HyperGraphDB

HyperGraphDB is an extensible open-source graph-based data storage engine. It implements the ability to store hypergraph relationships, which make it suitable for complex data and knowledge representation problems. It relies on object called an atom as its unit storage, where an atom is either a node in the graph or an edge that can point to multiple nodes and/or edges. It uses BerkeleyDB as its key value store, and operates as an object-orientated Java database.

History

Originated from an AI project called OpenCog in 2007. This project aims to build an open source framework for AGI, and HyperGraphDB is a component of the project that will handle long-term storage of complex representations. HyperGraphDB is inspired by the paper "Directed Recursive Labelnode Hypergraphs: A new Representation-Language", by Harold Boley, because most AI applications learn a higher-order, general representation, that can not be described in an ordinary graph but rather better expressed in a hypergraph.

Concurrency Control

Multi-version Concurrency Control (MVCC) Timestamp Ordering Two-Phase Locking (Deadlock Detection)

HyperGraphDB is Atomic, Consistent, and Isolated but not Durable. It implements the Multi-Version Concurrency Control, and is fully transactional. To ensure consistency in peer to peer transactions, they use timestamps to make sure the queries are executed in order. HyperGraphDB also implement automatic deadlock detection that will randomly kill a process if a deadlock is encountered.

Query Interface

Custom API

HypergraphDB supports a special API specific to their data model, atoms, but it doesn't support any particular querying language. They support three types of queries: graph traversals, predicate matching, and pattern matching over graph structures.

Logging

Logical Logging

HyperGraphDB implements a logical log that stores the type of operation (i.e. Create, Update, Remove, Copy), the value that was updated or stored, and its timestamp. They are saved to persistent memory after being created.

Joins

Sort-Merge Join

Joins are performed on two sorted sets of atoms, and they are joined via a zig-zag algorithm or a merge algorithm.

Storage Model

Custom

This DBMS supports both n-ary relationships and higher-order relations, which are edges that can point to multiple nodes at a time, and edges that can point to other edges.
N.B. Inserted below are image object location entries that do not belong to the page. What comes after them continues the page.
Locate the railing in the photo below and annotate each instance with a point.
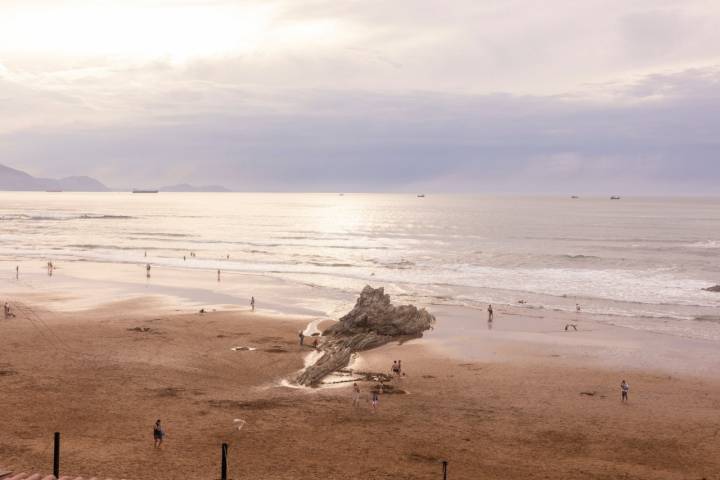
(223, 461)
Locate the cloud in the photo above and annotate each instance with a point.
(659, 134)
(495, 96)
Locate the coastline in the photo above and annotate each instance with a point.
(101, 379)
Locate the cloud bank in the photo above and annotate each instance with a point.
(365, 96)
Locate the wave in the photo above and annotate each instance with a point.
(84, 216)
(163, 234)
(709, 244)
(92, 246)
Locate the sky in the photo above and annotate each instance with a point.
(513, 96)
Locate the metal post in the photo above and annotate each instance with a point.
(223, 465)
(56, 456)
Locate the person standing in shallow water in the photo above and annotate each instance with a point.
(624, 389)
(356, 395)
(158, 434)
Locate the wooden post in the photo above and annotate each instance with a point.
(56, 456)
(223, 464)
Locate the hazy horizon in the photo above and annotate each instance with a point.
(597, 98)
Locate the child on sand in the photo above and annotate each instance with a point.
(624, 389)
(158, 434)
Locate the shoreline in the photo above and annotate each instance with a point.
(462, 332)
(102, 377)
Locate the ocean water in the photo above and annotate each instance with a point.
(644, 259)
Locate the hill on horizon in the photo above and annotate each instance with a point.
(16, 180)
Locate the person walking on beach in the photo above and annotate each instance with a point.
(158, 434)
(624, 389)
(356, 395)
(375, 400)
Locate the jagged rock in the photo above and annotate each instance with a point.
(373, 312)
(373, 322)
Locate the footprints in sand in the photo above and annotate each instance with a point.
(6, 370)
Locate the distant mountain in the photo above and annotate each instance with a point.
(17, 180)
(184, 187)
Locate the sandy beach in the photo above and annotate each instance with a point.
(525, 410)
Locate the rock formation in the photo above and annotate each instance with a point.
(373, 322)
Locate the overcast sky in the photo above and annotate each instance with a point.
(366, 95)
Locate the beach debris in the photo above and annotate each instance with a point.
(141, 329)
(372, 322)
(240, 423)
(243, 349)
(169, 391)
(6, 370)
(276, 349)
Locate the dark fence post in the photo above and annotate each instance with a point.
(56, 456)
(223, 465)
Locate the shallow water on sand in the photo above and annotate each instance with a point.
(644, 261)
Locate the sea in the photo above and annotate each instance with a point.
(644, 262)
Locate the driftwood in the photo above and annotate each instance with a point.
(373, 322)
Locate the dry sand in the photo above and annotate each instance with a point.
(103, 385)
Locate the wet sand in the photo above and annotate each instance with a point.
(528, 410)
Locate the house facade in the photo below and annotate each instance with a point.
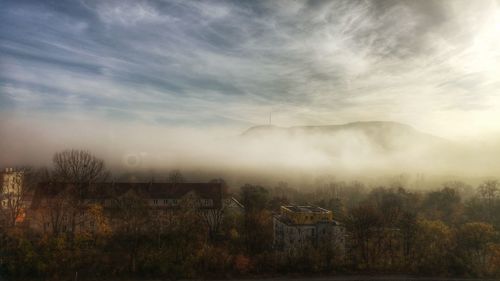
(54, 208)
(297, 227)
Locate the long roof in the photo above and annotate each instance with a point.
(147, 190)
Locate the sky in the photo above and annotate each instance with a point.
(87, 67)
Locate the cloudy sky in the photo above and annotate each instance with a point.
(432, 64)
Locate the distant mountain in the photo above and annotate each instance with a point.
(381, 134)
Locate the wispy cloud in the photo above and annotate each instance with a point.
(427, 63)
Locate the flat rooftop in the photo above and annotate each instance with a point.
(306, 209)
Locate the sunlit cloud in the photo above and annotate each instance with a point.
(431, 64)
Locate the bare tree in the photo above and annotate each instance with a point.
(81, 169)
(79, 166)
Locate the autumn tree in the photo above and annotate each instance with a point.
(474, 240)
(77, 170)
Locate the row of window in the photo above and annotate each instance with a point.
(201, 202)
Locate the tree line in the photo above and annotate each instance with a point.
(390, 229)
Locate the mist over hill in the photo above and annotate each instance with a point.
(381, 135)
(357, 149)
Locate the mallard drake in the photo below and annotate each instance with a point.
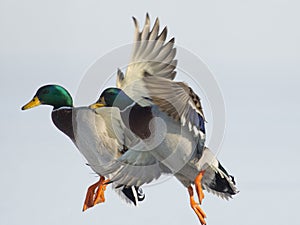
(173, 112)
(92, 134)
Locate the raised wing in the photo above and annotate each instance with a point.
(178, 100)
(151, 53)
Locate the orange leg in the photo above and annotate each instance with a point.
(95, 193)
(199, 186)
(199, 212)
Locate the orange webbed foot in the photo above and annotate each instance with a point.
(95, 193)
(198, 186)
(196, 207)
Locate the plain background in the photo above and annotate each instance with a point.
(251, 46)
Each of these objects, edges or nodes, are referred to as atoms, and can be thought of as Java Objects.

Indexes

B+Tree

HyperGraphDB maintains 3 main indexes for efficiency: mapping from atom to its incidence set, mapping an atom to the set of all its atoms it is pointing to and the mapping of an atom to the value store. Users of the DBMS can implement their own indices as long as they define a mapping from atoms to atoms.

Data Model

Graph

Each tuple is called an atom, which is either a node or an edge that points to multiple nodes or edges. Each of these atoms are strongly typed, such that there is a specific API that you can call to access that atom's contents. This DBMS uses BerkeleyDB as its key-value storage.

Storage Architecture

Disk-oriented

HyperGraphDB requires an efficient key-value store that can support multiple ordered values per a single key. They use the BerkeleyDB storage system as their physical storage, which is disk-orientated.

System Architecture

Shared-Nothing

HyperGraphDB is a distributed, Shared-Nothing database that communicates via a P2P protocol. The protocol followed is of the Agent Communication Language (ACL) FIPA standard, which consists of communication using keywords such as propose, accept, inform, request, and query.

Query Execution

Tuple-at-a-Time Model

This DBMS implements an iterator API that processes a tuple at a time to allow for graph traversals.

Parallel Execution

Intra-Operator (Horizontal)

HyperGraphDB allows for unions to be parallelized by running the two graph nodes that want to be joined across threads.